As computers become increasingly powerful, molecular dynamics researchers need increasingly streamlined methods to collect and analyze their data. Taufer has assembled a team of researchers to work on these problems. They recently received a grant through the National Science Foundation’s Big Data Science & Engineering program for just shy of $2 million, with nearly $1 million going to Taufer and UD alumna Trilce Estrada, who is now an assistant professor of computer science at the University of New Mexico.

Molecular dynamics

When you have an imaging test, such as an MRI, your doctor can see what’s happening in your body at that particular moment. Imagine that you could visualize that same part of your body as time passes and at a smaller scale—molecule by molecule. Molecular dynamics simulations can be used to do this.  Powerful supercomputers are being used to simulate how proteins fold or miss-fold, causing the expression of diseases, and how peptides move through membranes of our body cells, for example.

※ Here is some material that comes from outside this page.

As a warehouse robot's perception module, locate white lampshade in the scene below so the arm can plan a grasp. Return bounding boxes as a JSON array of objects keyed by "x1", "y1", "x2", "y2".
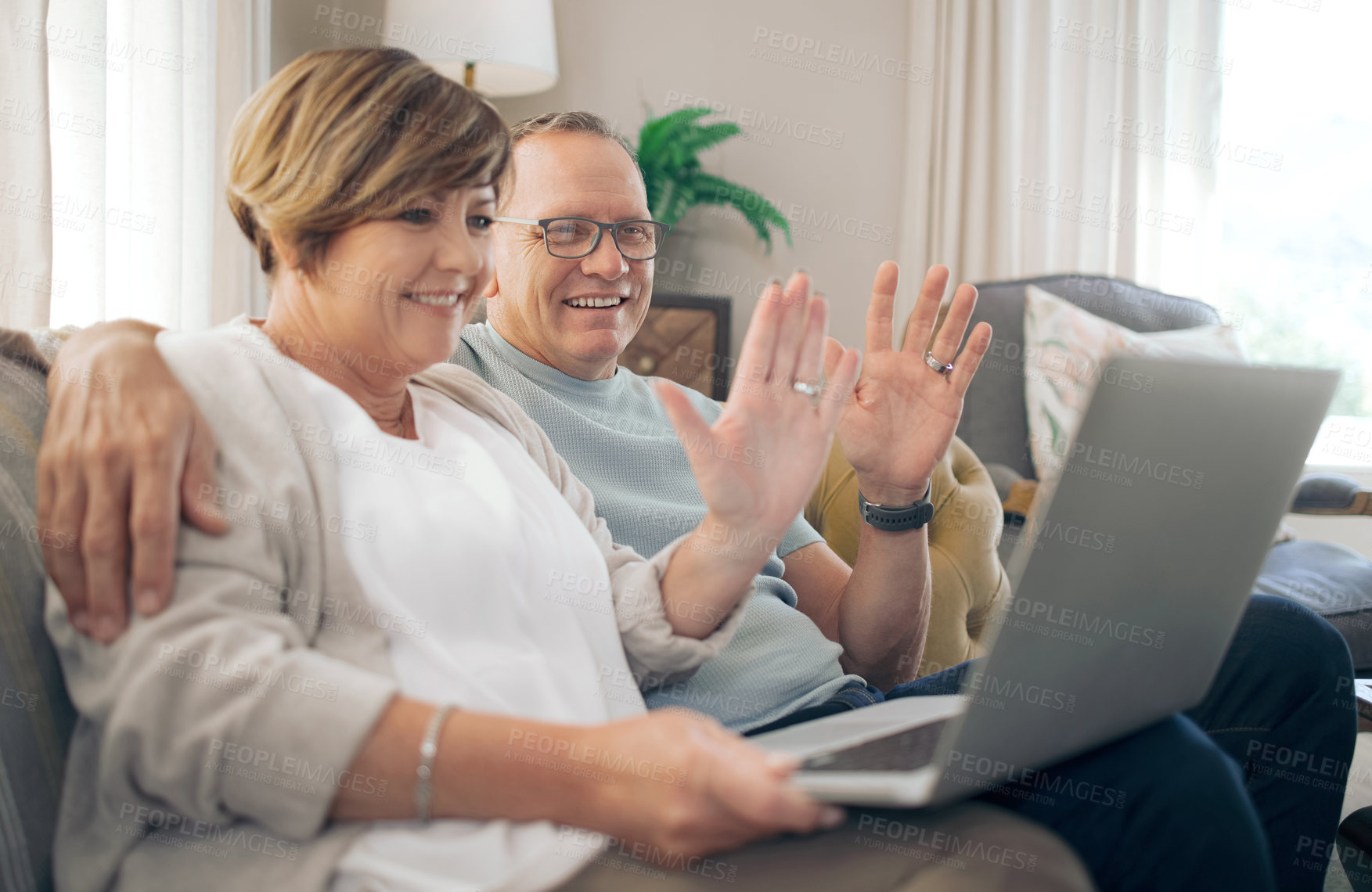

“Molecular dynamics is a fantastic tool to see how molecules evolve in our bodies,” said Taufer.

Molecular dynamics simulations on powerful supercomputers help scientists learn new information about how diseases develop, which can then enhance research on new treatments.

However, the massive volumes of data generated by supercomputers are difficult to store and analyze. After the molecular dynamics simulation data is generated and stored on large disk storages, there is a bottleneck before it is retrieved and analyzed.

“We need to put together generation and analysis at runtime,” said Taufer.

Under this new grant, Taufer and her collaborators are integrating information so that as they run simulations, they will be able to simultaneously understand the results.

Taufer is leading the project because she has experience and collaborations reaching into all three fields necessary for this project: molecular dynamics, machine learning and workflow. She brought the team together, “gluing together the expertise” of all the collaborators.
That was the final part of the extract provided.